When the communication apparatus 1801 is the second access network device, the processor 1802 is further configured to perform the following through the transceiver 1803: sending, to the terminal device, a message used to release the RRC connection. The message used to release the RRC connection includes the reference signal resource information.

When the communication apparatus 1801 is the second access network device, the processor 1802 is further configured to perform the following through the transceiver 1803: sending a first message to the location management function network element based on the received second information. The first message includes the reference signal resource information.

When the communication apparatus 1801 is the second access network device, the processor 1802 is further configured to perform the following through the transceiver 1803: sending, to a mobility management function network element, a message that indicates the terminal device to access the second access network device, and receiving, from the mobility management function network element, a response message of the message that indicates the terminal device to access the second access network device.

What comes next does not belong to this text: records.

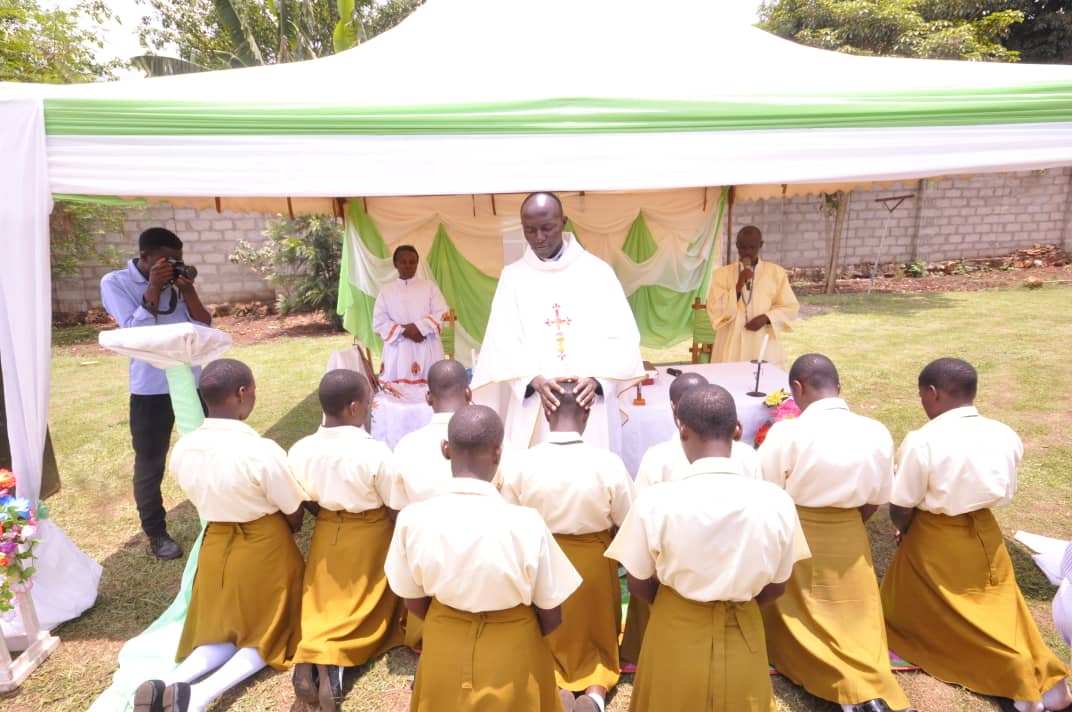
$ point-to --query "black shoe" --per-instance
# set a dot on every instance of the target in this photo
(872, 706)
(149, 696)
(177, 697)
(330, 686)
(304, 682)
(164, 547)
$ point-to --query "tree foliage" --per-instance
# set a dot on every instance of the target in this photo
(1045, 34)
(212, 34)
(932, 29)
(301, 258)
(45, 45)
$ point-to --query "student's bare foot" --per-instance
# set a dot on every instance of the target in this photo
(304, 688)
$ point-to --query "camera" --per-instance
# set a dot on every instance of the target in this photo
(181, 269)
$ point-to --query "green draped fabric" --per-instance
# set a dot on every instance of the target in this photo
(354, 306)
(639, 243)
(466, 290)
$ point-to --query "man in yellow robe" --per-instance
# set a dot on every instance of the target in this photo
(950, 596)
(747, 300)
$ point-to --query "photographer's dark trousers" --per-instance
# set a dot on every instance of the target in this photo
(151, 423)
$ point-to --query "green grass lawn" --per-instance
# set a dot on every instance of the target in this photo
(1020, 341)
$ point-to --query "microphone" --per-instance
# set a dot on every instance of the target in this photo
(746, 263)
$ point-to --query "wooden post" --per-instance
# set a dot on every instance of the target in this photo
(39, 646)
(835, 247)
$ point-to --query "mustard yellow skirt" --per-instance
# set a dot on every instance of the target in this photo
(825, 633)
(952, 607)
(584, 647)
(247, 590)
(348, 613)
(636, 623)
(490, 662)
(702, 657)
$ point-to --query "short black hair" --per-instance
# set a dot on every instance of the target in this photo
(155, 238)
(341, 387)
(403, 248)
(951, 375)
(447, 377)
(684, 383)
(562, 211)
(475, 428)
(223, 377)
(816, 371)
(709, 412)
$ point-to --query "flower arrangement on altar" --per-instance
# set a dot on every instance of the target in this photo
(783, 406)
(18, 523)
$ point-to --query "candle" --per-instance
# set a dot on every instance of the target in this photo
(762, 349)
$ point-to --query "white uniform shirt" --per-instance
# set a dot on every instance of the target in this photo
(663, 460)
(422, 470)
(232, 474)
(712, 535)
(473, 551)
(344, 469)
(830, 457)
(957, 462)
(577, 488)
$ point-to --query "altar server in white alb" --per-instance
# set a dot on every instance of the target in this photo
(408, 317)
(750, 301)
(559, 312)
(827, 632)
(664, 459)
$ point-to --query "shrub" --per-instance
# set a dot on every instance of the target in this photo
(301, 261)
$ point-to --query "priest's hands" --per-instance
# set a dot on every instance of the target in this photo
(412, 332)
(584, 391)
(757, 323)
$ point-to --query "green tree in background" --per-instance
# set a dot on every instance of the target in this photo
(39, 44)
(932, 29)
(1045, 34)
(212, 34)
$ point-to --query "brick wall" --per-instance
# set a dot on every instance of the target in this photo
(208, 238)
(949, 219)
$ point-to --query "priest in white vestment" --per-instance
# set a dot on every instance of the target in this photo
(748, 301)
(408, 317)
(559, 312)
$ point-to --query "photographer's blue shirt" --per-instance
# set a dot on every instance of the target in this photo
(121, 293)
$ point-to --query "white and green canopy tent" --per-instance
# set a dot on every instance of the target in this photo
(639, 113)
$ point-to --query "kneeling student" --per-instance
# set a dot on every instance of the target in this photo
(246, 603)
(487, 577)
(582, 492)
(709, 548)
(950, 596)
(348, 613)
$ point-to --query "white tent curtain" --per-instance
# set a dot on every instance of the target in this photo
(65, 582)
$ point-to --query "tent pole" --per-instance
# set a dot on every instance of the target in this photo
(729, 222)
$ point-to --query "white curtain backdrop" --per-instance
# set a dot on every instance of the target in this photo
(67, 579)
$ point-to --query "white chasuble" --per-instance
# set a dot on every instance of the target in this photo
(770, 294)
(565, 317)
(414, 301)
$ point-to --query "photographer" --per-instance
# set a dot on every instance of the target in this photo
(158, 287)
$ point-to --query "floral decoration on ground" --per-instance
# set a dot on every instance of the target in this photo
(783, 406)
(18, 523)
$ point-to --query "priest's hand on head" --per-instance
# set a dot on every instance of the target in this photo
(412, 332)
(585, 391)
(547, 389)
(757, 323)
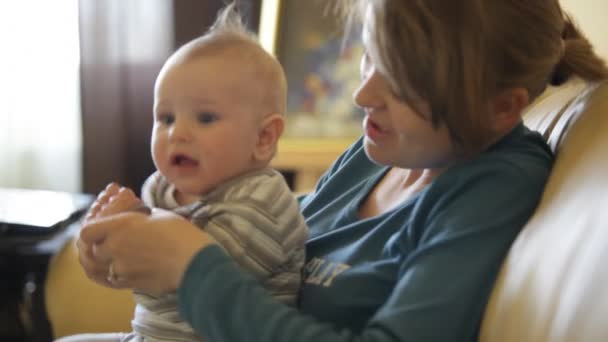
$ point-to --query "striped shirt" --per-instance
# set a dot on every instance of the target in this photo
(255, 218)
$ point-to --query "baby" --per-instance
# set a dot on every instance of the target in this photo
(218, 113)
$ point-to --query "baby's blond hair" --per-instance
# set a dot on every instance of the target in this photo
(229, 37)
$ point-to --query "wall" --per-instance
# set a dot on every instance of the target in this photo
(592, 18)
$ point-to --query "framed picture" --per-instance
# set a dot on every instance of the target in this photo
(322, 68)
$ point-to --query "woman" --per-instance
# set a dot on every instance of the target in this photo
(410, 225)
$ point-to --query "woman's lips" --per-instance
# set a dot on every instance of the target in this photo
(372, 130)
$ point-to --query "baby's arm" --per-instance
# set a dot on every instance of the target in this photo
(115, 199)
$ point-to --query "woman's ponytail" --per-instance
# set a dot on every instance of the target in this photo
(579, 58)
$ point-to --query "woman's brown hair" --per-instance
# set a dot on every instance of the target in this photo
(458, 54)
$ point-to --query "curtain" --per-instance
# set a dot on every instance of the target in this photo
(40, 126)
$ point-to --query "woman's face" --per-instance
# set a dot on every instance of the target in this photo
(395, 134)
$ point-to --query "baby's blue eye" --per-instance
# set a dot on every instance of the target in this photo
(206, 118)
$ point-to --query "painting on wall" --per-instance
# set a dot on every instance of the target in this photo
(322, 71)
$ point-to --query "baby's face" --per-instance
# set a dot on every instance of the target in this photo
(205, 128)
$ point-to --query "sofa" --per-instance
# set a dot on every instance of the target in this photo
(553, 285)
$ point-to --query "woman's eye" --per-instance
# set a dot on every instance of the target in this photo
(206, 118)
(166, 119)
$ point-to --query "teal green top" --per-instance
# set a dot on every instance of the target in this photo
(420, 272)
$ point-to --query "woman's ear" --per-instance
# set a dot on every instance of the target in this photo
(269, 132)
(507, 109)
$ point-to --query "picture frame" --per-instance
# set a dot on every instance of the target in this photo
(322, 68)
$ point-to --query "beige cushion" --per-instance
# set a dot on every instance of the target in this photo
(75, 304)
(553, 285)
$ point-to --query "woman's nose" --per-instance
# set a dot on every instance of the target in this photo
(366, 95)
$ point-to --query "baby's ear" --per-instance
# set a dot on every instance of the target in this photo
(269, 132)
(507, 108)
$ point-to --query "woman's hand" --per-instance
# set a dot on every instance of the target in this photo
(146, 252)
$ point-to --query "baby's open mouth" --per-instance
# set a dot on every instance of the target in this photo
(183, 160)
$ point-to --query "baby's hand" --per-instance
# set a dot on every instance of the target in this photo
(112, 200)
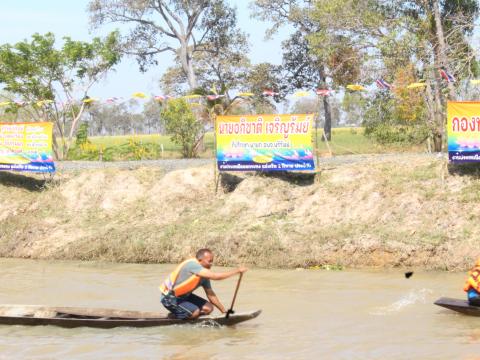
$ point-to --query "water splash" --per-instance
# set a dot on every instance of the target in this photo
(413, 297)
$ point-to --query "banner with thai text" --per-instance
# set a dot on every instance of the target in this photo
(26, 147)
(463, 129)
(265, 142)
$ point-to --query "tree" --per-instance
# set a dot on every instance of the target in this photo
(430, 34)
(49, 81)
(181, 27)
(304, 67)
(181, 123)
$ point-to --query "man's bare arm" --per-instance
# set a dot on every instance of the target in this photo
(212, 297)
(208, 274)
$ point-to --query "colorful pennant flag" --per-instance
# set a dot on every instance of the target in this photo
(214, 97)
(112, 100)
(43, 102)
(382, 84)
(139, 95)
(323, 92)
(416, 85)
(355, 87)
(162, 97)
(268, 92)
(446, 76)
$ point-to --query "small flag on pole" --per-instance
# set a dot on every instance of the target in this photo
(382, 84)
(446, 76)
(323, 92)
(245, 94)
(269, 92)
(355, 87)
(162, 97)
(214, 97)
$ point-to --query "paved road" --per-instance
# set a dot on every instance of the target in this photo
(175, 164)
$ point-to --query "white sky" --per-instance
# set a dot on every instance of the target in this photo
(22, 18)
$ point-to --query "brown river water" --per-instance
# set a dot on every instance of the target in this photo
(307, 314)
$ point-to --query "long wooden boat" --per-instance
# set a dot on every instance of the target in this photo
(71, 317)
(458, 305)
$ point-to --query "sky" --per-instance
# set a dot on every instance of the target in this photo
(22, 18)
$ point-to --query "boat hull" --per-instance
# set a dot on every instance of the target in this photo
(458, 305)
(104, 318)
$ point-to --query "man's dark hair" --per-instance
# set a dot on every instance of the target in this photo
(202, 252)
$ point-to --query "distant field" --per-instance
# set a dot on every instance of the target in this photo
(344, 141)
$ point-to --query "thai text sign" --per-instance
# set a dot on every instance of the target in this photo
(26, 147)
(463, 129)
(264, 142)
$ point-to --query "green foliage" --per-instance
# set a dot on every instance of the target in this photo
(181, 124)
(37, 70)
(383, 126)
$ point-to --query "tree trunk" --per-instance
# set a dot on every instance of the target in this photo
(327, 126)
(442, 46)
(187, 65)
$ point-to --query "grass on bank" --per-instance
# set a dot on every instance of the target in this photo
(344, 141)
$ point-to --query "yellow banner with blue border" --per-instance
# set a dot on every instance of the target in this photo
(26, 147)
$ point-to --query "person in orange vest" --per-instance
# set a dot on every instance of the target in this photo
(177, 290)
(472, 285)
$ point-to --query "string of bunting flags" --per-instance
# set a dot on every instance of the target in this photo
(380, 83)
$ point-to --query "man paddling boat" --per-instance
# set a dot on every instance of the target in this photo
(177, 290)
(472, 285)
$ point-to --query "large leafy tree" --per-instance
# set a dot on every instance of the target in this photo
(181, 27)
(303, 67)
(48, 81)
(430, 34)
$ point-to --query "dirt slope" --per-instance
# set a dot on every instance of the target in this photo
(405, 211)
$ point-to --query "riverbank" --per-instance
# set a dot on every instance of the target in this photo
(406, 211)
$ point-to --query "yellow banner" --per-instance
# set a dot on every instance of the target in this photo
(26, 147)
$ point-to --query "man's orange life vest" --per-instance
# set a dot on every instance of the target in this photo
(473, 280)
(185, 287)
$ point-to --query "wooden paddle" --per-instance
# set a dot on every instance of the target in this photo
(230, 311)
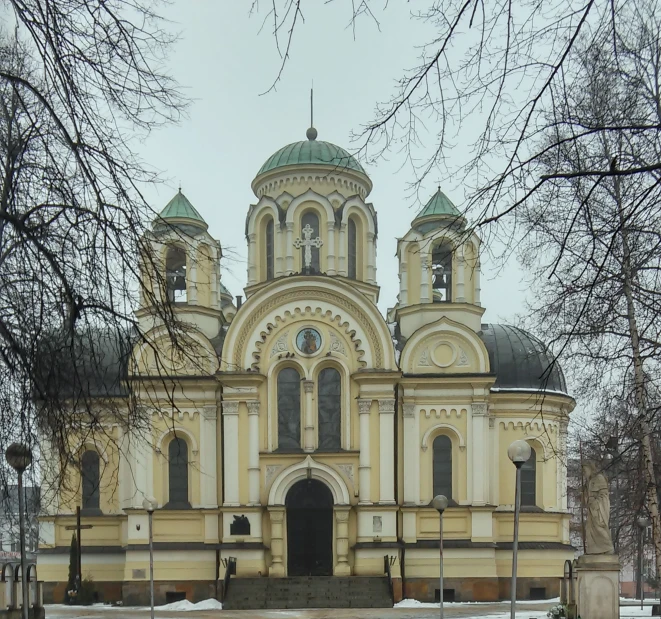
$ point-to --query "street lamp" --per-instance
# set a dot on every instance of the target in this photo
(440, 504)
(519, 453)
(149, 505)
(19, 457)
(642, 523)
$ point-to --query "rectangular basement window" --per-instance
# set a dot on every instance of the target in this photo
(174, 596)
(448, 595)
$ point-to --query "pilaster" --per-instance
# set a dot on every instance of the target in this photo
(387, 450)
(308, 389)
(364, 465)
(253, 452)
(411, 454)
(231, 452)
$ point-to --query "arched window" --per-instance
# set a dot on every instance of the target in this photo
(529, 480)
(289, 409)
(310, 251)
(178, 474)
(352, 258)
(329, 398)
(442, 448)
(175, 274)
(91, 478)
(269, 248)
(441, 265)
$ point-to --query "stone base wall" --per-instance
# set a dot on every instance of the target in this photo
(136, 593)
(481, 589)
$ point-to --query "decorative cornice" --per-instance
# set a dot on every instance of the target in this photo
(387, 406)
(230, 408)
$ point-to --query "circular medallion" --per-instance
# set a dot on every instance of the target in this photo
(308, 341)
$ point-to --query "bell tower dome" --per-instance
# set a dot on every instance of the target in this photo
(439, 268)
(181, 266)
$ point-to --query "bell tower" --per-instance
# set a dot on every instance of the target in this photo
(439, 268)
(181, 267)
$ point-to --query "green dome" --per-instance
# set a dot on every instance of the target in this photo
(313, 152)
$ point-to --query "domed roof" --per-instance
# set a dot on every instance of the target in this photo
(520, 361)
(311, 152)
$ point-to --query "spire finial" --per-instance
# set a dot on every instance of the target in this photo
(311, 133)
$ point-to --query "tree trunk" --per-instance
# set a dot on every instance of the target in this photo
(639, 386)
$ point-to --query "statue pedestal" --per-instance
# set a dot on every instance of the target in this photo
(597, 586)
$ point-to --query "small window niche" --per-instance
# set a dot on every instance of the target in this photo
(441, 268)
(175, 269)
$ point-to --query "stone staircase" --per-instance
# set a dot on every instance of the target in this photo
(308, 592)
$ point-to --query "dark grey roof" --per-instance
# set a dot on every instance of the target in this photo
(521, 361)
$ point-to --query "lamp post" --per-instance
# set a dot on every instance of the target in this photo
(149, 505)
(440, 504)
(642, 523)
(19, 457)
(519, 453)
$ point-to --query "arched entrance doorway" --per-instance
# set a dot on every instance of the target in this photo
(309, 506)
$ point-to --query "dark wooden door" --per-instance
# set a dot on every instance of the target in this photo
(309, 506)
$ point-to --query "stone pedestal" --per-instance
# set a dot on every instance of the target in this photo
(597, 586)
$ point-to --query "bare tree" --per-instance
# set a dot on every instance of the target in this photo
(81, 83)
(495, 65)
(593, 244)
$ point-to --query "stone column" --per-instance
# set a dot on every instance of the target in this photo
(411, 455)
(252, 259)
(461, 263)
(364, 468)
(253, 452)
(342, 262)
(342, 540)
(480, 452)
(279, 249)
(231, 452)
(308, 388)
(330, 256)
(403, 284)
(277, 515)
(208, 465)
(289, 249)
(476, 279)
(387, 451)
(424, 281)
(371, 258)
(561, 470)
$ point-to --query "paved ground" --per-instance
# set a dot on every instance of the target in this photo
(525, 611)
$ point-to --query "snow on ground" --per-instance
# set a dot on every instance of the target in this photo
(185, 605)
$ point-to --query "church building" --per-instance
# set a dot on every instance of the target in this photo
(303, 433)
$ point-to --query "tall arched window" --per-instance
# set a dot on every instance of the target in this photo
(529, 480)
(310, 251)
(91, 479)
(270, 252)
(178, 474)
(329, 399)
(175, 274)
(442, 448)
(352, 257)
(289, 409)
(441, 265)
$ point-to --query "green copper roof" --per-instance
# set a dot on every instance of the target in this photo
(180, 207)
(311, 151)
(439, 205)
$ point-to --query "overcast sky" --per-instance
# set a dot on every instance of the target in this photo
(225, 64)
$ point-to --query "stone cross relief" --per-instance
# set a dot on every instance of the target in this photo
(308, 243)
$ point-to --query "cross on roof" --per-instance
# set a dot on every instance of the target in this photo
(308, 243)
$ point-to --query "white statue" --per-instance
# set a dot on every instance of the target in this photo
(597, 533)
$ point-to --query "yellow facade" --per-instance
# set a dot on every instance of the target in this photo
(307, 390)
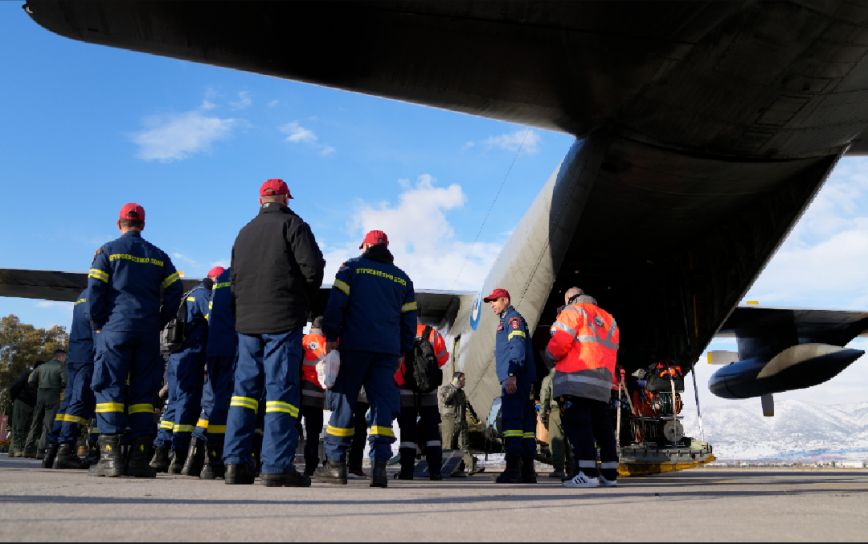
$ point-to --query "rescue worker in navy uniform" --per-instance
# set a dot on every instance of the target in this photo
(189, 453)
(516, 372)
(584, 348)
(134, 291)
(78, 399)
(372, 309)
(421, 406)
(220, 361)
(277, 268)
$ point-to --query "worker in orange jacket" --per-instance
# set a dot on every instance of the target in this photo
(584, 347)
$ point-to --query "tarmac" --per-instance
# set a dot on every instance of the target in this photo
(703, 504)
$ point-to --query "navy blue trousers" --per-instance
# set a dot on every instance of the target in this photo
(271, 362)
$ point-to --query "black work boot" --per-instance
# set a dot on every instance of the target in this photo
(289, 478)
(179, 457)
(140, 452)
(214, 467)
(512, 473)
(333, 472)
(50, 453)
(379, 478)
(528, 472)
(160, 461)
(195, 457)
(110, 462)
(240, 474)
(67, 458)
(434, 456)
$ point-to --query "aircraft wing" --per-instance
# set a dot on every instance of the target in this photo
(436, 307)
(836, 327)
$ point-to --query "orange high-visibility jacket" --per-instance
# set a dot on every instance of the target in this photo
(585, 346)
(440, 351)
(314, 350)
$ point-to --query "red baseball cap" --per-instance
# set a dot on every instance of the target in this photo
(274, 187)
(375, 237)
(132, 212)
(496, 294)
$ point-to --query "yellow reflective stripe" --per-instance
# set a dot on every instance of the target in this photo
(382, 431)
(133, 258)
(244, 402)
(339, 431)
(107, 407)
(141, 409)
(280, 406)
(343, 286)
(170, 279)
(96, 273)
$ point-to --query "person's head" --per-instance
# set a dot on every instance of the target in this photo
(132, 217)
(499, 300)
(572, 293)
(274, 190)
(374, 238)
(215, 272)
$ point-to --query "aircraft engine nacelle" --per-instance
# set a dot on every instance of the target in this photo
(796, 367)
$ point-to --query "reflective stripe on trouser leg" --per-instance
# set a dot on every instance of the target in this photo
(221, 378)
(342, 400)
(81, 401)
(190, 371)
(385, 401)
(167, 418)
(243, 405)
(111, 366)
(282, 365)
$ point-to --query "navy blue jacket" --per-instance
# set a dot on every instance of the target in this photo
(128, 281)
(372, 305)
(80, 333)
(196, 318)
(513, 351)
(222, 338)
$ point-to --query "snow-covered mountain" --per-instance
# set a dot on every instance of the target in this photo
(799, 431)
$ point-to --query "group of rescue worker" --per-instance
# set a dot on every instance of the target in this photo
(242, 374)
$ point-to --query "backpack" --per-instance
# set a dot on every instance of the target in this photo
(422, 373)
(173, 334)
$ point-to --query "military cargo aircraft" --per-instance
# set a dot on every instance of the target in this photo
(704, 129)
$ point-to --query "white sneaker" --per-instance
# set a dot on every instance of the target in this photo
(580, 480)
(607, 483)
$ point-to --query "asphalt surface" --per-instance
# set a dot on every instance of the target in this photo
(705, 504)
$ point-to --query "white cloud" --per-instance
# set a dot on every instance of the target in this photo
(295, 133)
(176, 136)
(421, 238)
(244, 101)
(521, 141)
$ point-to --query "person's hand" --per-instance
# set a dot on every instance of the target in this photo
(510, 385)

When the communication apparatus 1801 is the second access network device, the processor 1802 is further configured to perform the following through the transceiver 1803:

receiving a message that is from a location management function network element and that is used to request the second access network device to measure the reference signal from terminal device.

When the communication apparatus 1801 is the second access network device, the processor 1802 is further configured to perform the following through the transceiver 1803: receiving the reference signal from the terminal device; measuring the reference signal to obtain a measurement result; and sending the measurement result to the location management function network element. The measurement result is used to determine location information of the terminal device.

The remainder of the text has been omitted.